The main reason is that different channels that each code cheese locations (e.g. channel 42, channel 88) seem to initiate computations that each encourage cheese-pursuit conditional on slightly different conditions. We can think of each of these channels as a perceptual gate to a slightly different conditionally cheese-pursuing computation.
Great post! I’m looking forward to seeing future projects from Team Shard.
I’m curious why you frame channel 55 as being part of the agent’s “cheese-seeking motivation,” as opposed to simply encoding the agent’s belief about where the cheese is. Unless I’m missing something, I’d expect the latter to be as or more likely—in that when you change the cheese’s location, the thing that should straightforwardly change is the agent’s model of the cheese’s location.
In addition to what Peli said, I would consider “changes where the agent thinks the cheese is” to be part of “changing/retargeting the cheese-seeking motivation.” Ultimately, I think “cheese-seeking motivation” is shorthand for ~”a subgraph of the computational graph of a forward pass which locally attracts the agent to a target portion of the maze, where that target tracks the cheese when cheese is present.” And on that view, modifying channel 55 would be part of modifying cheese-seeking motivation.
Ultimately, “motivation” is going to reduce to non-motivational, primitive computational operations, and I think it’ll feel weird the first few times we see that happen. For example, I might wonder “where’s the motivation really at, isn’t this channel just noting where the cheese is?”.
This sequence of mental moves, where one boils talk about “motivations” or “goals” or “trying” down into non-motivational, purely mechanical circuit and feedback control patterns, and then also the reverse sequence of mental moves, where one reassembles motivational abstractions out of primitive operations, is possibly the biggest thing I wish I could get folks to learn. I think this is a pretty central pattern in “shard theory” discussions that feels missing from many other places.
I agree that motivation should reduce to low-level, primitive things, and also that changing the agent’s belief about where the cheese is lets you retarget behavior. However, I don’t expect edits to beliefs to let you scalably control what the agent does, in that if it’s smart enough and making sufficiently complicated plans you won’t have a reliable mapping from (world model state) to (abstract class of behavior executed by the agent), where when I say “abstract class of behavior” I mean things like “put the red balls in the blue basket” or “pet all the cats in the environment.”
It also seems plausible to me that there exist parts of the agent that do allow for scalable control through modification, and this is what I would refer to as “the values” (the classic example here is a utility function, though things like RL agents might not have those).
But maybe you’re studying the structure of motivational circuitry with a downstream objective other than “scalable control,” in which case this objection doesn’t necessarily apply.
Agreed.
Yeah, I don’t think it’s very practical to retarget the search for AGI, and “scalable control via internal retargeting” isn’t the main thing which excited me about this line of research. I’m more interested in understanding the structure of learned motivational circuitry, and thereby having a better idea of inductive biases and how to structure training processes so as to satisfy different training goals.
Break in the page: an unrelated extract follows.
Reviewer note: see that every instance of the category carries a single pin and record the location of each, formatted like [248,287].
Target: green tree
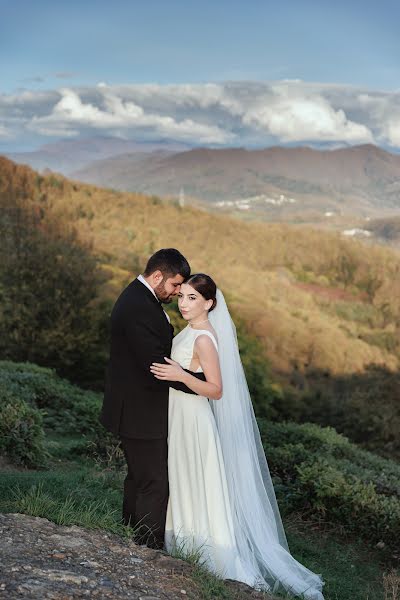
[50,311]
I’m also interested in new interp and AI-steering techniques which derive from our results.
The main reason is that different channels that each code cheese locations (e.g. channel 42, channel 88) seem to initiate computations that each encourage cheese-pursuit conditional on slightly different conditions. We can think of each of these channels as a perceptual gate to a slightly different conditionally cheese-pursuing computation.